As we enter the third week of July it has been a quiet week here at IgStyle HQ as I prepare to sit exams. I did, however, find time to catch a little bit of TV on my BT Vision box, namely Paris Hilton’s British Best Friend. Aside from the overwhelming shallowness of the show itself what struck me were the, so called, ‘make-overs’. Take for example, 19 year old Jade from Liverpool who arrived on the show with a beautiful head of thick, never dyed, chestnut coloured hair. Enter the stylists, out comes the dye and the scissors and she leaves with a generic brown with highlights colour and her hair significantly thinned. Hardly a make-over, in fact I would go as far as to say that it was a tragedy. These are supposed to be top stylists, but they either failed or refused to recognise the beauty of natural, healthy hair.
Another example is 19 year old Meddy from Cardiff, gorgeously curvy she entered the show rocking a distinctly Marilyn Monroe look with shoulder length platinum blonde hair. After a run in with the stylists she was left with a mullet-esque crop which clashed with her feminine look and did absolutely nothing for her round face.
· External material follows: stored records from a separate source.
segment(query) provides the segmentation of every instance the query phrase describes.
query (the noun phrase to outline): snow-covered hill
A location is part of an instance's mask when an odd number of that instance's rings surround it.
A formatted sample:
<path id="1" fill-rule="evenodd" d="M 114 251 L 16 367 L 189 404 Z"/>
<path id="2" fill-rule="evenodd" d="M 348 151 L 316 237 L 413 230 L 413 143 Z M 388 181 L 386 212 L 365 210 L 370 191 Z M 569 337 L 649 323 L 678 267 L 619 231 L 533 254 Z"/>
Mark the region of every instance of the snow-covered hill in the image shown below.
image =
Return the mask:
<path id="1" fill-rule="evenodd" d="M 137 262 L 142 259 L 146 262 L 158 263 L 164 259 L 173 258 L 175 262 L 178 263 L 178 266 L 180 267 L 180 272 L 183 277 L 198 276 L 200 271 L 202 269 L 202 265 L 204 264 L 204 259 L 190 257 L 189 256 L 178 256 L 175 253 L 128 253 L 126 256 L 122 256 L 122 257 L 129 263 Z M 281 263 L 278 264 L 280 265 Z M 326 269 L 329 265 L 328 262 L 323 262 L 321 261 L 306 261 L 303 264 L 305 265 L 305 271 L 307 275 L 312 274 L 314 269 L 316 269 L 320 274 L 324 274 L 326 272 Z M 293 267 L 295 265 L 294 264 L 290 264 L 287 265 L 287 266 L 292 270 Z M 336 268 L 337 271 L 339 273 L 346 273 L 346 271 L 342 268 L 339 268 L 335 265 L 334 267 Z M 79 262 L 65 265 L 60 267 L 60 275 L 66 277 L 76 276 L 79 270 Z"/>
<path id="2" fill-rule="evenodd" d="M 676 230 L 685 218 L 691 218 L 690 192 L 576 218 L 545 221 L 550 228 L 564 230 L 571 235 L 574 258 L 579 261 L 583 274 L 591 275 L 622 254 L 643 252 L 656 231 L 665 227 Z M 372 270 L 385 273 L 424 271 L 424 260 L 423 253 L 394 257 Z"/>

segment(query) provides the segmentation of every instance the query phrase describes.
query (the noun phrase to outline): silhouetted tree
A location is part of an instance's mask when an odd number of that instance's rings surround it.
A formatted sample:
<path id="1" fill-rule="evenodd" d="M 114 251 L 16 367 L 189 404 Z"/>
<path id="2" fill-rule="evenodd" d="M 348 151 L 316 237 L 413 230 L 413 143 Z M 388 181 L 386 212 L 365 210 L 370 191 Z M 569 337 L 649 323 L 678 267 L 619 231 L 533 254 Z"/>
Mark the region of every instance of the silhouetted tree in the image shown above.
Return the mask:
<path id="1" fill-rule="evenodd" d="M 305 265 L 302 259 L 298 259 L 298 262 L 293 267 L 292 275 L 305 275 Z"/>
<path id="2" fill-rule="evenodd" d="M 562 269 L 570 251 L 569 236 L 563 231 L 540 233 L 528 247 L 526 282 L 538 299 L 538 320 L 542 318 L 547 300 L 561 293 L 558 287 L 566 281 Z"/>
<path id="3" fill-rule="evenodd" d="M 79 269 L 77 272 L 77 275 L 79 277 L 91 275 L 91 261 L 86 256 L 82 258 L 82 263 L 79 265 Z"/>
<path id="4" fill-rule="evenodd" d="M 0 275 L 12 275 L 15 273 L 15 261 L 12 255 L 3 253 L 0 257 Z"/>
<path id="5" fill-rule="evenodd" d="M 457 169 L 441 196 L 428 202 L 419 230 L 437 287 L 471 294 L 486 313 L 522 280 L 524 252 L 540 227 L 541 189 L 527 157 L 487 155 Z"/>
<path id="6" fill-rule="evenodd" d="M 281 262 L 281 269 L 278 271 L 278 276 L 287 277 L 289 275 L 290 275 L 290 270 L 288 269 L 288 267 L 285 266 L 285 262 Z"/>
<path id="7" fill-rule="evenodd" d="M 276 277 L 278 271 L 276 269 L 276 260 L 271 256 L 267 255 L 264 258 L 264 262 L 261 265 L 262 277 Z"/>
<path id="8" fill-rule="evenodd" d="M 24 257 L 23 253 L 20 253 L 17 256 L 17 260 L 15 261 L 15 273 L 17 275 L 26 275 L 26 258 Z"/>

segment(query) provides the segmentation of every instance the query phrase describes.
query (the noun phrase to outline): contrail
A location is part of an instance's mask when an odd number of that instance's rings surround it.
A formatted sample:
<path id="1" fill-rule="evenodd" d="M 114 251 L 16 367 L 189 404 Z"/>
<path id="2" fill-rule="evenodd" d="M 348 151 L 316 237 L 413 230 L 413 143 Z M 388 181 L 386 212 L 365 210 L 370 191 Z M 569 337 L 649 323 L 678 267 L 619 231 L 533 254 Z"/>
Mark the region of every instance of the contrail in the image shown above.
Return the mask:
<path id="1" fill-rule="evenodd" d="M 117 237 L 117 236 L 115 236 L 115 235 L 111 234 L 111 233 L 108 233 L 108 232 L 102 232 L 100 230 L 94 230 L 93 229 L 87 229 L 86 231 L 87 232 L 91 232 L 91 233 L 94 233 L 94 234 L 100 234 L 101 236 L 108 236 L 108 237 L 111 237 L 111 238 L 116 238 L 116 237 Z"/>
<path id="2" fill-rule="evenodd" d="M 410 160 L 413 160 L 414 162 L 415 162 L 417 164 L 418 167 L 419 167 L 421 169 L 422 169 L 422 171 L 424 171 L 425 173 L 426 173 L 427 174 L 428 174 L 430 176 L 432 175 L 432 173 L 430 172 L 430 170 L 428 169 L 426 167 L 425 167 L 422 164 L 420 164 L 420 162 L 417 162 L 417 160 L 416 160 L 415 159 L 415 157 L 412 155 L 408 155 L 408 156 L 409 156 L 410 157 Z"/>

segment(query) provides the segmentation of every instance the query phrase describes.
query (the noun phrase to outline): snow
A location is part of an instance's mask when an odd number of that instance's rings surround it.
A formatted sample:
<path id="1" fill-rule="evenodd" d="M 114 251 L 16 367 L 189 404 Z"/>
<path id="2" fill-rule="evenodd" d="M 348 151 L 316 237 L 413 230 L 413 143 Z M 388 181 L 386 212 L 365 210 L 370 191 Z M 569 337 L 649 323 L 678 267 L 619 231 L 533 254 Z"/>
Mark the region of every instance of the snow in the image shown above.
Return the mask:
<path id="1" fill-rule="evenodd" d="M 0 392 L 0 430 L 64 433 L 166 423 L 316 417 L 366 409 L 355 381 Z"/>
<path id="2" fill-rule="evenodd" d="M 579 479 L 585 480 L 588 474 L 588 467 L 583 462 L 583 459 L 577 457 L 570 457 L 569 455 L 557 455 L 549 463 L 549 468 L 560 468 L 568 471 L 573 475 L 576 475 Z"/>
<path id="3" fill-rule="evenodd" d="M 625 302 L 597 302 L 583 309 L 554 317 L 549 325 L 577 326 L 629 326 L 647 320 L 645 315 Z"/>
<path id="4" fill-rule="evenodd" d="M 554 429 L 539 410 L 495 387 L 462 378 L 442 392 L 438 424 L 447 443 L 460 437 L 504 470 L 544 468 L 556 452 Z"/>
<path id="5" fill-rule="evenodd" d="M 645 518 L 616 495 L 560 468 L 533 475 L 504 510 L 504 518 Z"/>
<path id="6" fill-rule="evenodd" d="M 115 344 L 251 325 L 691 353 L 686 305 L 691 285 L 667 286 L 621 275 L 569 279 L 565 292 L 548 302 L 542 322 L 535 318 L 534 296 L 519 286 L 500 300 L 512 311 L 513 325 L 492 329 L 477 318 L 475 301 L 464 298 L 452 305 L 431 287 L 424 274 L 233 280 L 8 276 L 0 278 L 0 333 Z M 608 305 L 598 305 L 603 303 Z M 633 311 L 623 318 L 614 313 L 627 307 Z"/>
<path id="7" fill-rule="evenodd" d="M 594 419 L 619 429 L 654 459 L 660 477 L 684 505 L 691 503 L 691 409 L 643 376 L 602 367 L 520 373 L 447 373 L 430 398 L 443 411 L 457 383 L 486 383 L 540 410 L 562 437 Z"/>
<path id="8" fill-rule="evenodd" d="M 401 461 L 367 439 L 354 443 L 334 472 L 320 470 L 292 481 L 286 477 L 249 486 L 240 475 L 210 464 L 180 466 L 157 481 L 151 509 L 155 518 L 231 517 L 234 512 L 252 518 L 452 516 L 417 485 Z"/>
So, on two counts the stylists got it resoundingly wrong and, indeed, there were other examples, but these were the most striking. There were, however three common themes; 1. Short is always best, no matter how healthy the hair is or how much it suits the person it can always be improved by whacking a chunk off it. 2. If in doubt dye it, this is true no matter how beautiful current/ natural colour or how much it suits the person’s complexion. 3. You always look better with an ‘edgy’ modern cut, i.e. choppy with sharp edges and differing lengths, preferably thinned as well.
Point 3, in fact, appears to be the modus operandi for hairdressers all over the country and, taken together, the three themes, reflect the apparent distain sweeping the hairdressing industry for anything that looks like it might naturally grow out of your head. It has got so bad in my area that I have christened the look the ‘hairdresser haircut’, i.e. the short, razor cut crop, jet black underneath, platinum blonde on top.
That, of course, is an extreme, but on a lesser level hairdressers have long been known for the propensity to ignore their client’s wishes and style the hair whatever way suits them. I should admit that always having had long hair, in defiance of current trends, it is a battle that I have fought for many years. Indeed the unpopularity of long hair in itself presents other problems, having my hair put up for formals as a teenager I had to curl it myself in advance as the salon ‘did not have time’ to do so themselves. In one salon, that I never returned to thereafter, I was as good as verbally bullied by the stylist for an hour after answering her question as to why I have long hair with the comment that most people have short hair nowadays and it is nice to be different. It turned out she had just cut her hair short and her boyfriend didn’t like it. These examples, of course, would not be complete without a mention of the apparent misunderstanding of “just a few inches” in many salons when you go in for a trim.
That said, I am not saying that every hairdresser is guilty in fact there are good stylists out there, if you hunt for them, but the majority it seems are incapable of thinking of anything outside of current trends and if Paris Hilton’s British Best Friend teaches you nothing else it clearly demonstrates that this applies to high street and ‘top’ stylists alike.